Sentir la spécificité des gestes appris et la justesse de posture
Pour restituer au corps la possibilité de circulation des énergies qui l'animent, il faut développer une grande faculté d'écoute des moindres modifications du corps, et leur alignement sur des injonctions précises.
Recherchées avec persévérance, elles favorisent la détente, l'enracinement, la circulation du chi. Chaque mouvement que le pratiquant exécute finit par résonner, vibrer en correspondance avec certains états des énergies disponibles et s'alimenter directement à l'énergie individuelle et ambiante.
Développer la mémorisation.
L'enchainement ou taolu est composée d'un certain nombre de mouvements qui se suivent dans un certain ordre. Il en existe de plus ou moins longs selon les écoles et styles. Le pratiquant, en fonction de son âge et de ses capacités peut avoir des difficultés à retenir suffisamment bien ces séquences.
On commence par se concentrer sur des portions réduites de l'enchainement et les répéter. Le travail de détail sur ces petites portions sera profitable. Ensuite il appartient à chacun d'augmenter progressivement la quantité d'informations à mémoriser.
Trouver sa respiration
Nous sommes tous habitués à respirer de façon naturelle et automatique mais le phénomène de la respiration est plus complexe que ce que nous pensons, car il est non seulement sous l'influence de l'émotion (cœur), mais aussi de la volonté. Le plus simple est de considérer la respiration comme la somme de deux processus :
- la ventilation approvisionne l'air et le rejette, et l'échange, qui permet à l'organisme de traiter l'air en extrayant le nécessaire et rejetant ce qui ne sert pas. Tout ceci se fait en rythme et amplitude.
- Le rythme dans sa structure peut être considéré comme binaire, aussi bien dans la ventilation que dans l'échange. Inspiration puis expiration de la matière « air » et absorption/expulsion des gaz oxygène et carbonique.
Le rôle que jouent l'amplitude et la fréquence ventilatoires dans notre vitalité générale est directement perceptible par tout un chacun. La pratique du taichi chuan comporte des exercices de réglage de ces deux paramètres sur la vitesse d'exécution des mouvements, qui favorisent l'oxygénation des tissus et la régulation du potentiel nerveux.
Savourer le relâchement
Il permet d'éviter la dépense d'énergie inutile et donc gaspillée qui contrarie le mouvement. Le principe revient en quelque sorte à se reposer tout en agissant. La relaxation effective repose sur un triple vide : physique, émotionnel et mental.
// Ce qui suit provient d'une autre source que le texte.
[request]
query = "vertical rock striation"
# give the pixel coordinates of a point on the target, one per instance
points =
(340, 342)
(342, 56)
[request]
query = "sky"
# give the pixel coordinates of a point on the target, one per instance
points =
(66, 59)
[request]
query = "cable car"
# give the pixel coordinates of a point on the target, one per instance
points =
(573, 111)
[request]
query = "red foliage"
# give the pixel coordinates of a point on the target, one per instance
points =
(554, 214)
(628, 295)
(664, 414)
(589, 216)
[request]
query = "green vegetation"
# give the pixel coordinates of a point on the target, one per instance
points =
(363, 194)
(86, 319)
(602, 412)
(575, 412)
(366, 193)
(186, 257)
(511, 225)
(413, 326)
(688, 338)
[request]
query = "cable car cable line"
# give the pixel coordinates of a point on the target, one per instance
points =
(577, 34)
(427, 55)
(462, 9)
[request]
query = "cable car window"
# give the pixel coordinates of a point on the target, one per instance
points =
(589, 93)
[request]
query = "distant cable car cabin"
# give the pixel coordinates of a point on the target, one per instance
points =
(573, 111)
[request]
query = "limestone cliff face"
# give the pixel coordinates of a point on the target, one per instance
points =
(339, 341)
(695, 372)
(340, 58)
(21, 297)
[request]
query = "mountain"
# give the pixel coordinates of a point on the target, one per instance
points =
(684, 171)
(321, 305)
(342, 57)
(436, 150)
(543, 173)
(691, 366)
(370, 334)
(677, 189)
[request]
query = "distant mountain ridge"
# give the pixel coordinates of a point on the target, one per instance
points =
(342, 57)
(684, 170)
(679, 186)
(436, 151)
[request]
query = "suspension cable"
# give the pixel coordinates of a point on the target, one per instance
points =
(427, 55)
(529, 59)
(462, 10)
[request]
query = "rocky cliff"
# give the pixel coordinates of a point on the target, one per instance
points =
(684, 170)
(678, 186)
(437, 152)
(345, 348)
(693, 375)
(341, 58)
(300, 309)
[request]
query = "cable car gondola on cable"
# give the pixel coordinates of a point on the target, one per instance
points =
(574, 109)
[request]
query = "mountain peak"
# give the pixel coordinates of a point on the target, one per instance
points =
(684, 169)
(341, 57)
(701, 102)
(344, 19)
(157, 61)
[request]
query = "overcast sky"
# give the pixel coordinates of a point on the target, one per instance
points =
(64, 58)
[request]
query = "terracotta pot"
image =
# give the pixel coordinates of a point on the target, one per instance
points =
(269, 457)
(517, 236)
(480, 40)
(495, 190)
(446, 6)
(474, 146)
La bonne posture (axe, membres, poids) permet de lâcher prise, de s'enraciner en s'unissant avec la gravité. Elle aide à libérer les muscles du tronc, le diaphragme et la cage thoracique, elle permet de diminuer la consommation d'énergie, bref elle favorise physiquement la relaxation.
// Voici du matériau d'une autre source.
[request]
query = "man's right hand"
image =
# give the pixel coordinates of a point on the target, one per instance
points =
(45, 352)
La respiration non contrariée, profonde, lente et régulière favorise le calme et la sérénité émotionnelle. La concentration de l'intention ici et maintenant sur des points précis de la pratique amène progressivement à la maîtrise du processus.
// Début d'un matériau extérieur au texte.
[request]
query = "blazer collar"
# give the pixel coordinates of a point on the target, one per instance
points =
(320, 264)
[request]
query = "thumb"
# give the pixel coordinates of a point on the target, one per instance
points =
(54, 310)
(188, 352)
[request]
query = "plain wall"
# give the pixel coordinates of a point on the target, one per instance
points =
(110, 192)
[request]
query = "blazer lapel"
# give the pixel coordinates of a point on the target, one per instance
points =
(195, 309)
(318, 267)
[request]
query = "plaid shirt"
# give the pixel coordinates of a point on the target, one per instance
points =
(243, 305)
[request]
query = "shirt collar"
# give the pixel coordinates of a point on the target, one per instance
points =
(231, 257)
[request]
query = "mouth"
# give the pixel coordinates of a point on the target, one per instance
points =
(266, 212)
Construire une architecture dynamique
La pratique du taïchi chuan est une construction constante et un voyage permanent dont Les ressources architecturales sont spécifiques.
Chaque geste ou mouvement est un cliché du film du mouvement ou de l'acte. Il est sous tendu par un schéma énergétique qui lui-même est sous tendu par une intention, un plan, conscients ou non.
Ainsi, le système locomoteur, avec ses muscles, tendons et ligaments, pour les différents gestes que l'on accomplit, est piloté via le système nerveux central et les nerfs moteurs périphériques.
Les réflexes sont progressivement enseignés et construits par l'entraînement quotidien. On peut parler de schéma corporel qui évolue et de dialogue entre l'intention consciente et l'intention non-consciente. Une preuve de plus, que cet art est profond et constitue un long voyage, une longue ascension au cours de laquelle chacun a le loisir de s'arrêter à l'altitude qui lui convient…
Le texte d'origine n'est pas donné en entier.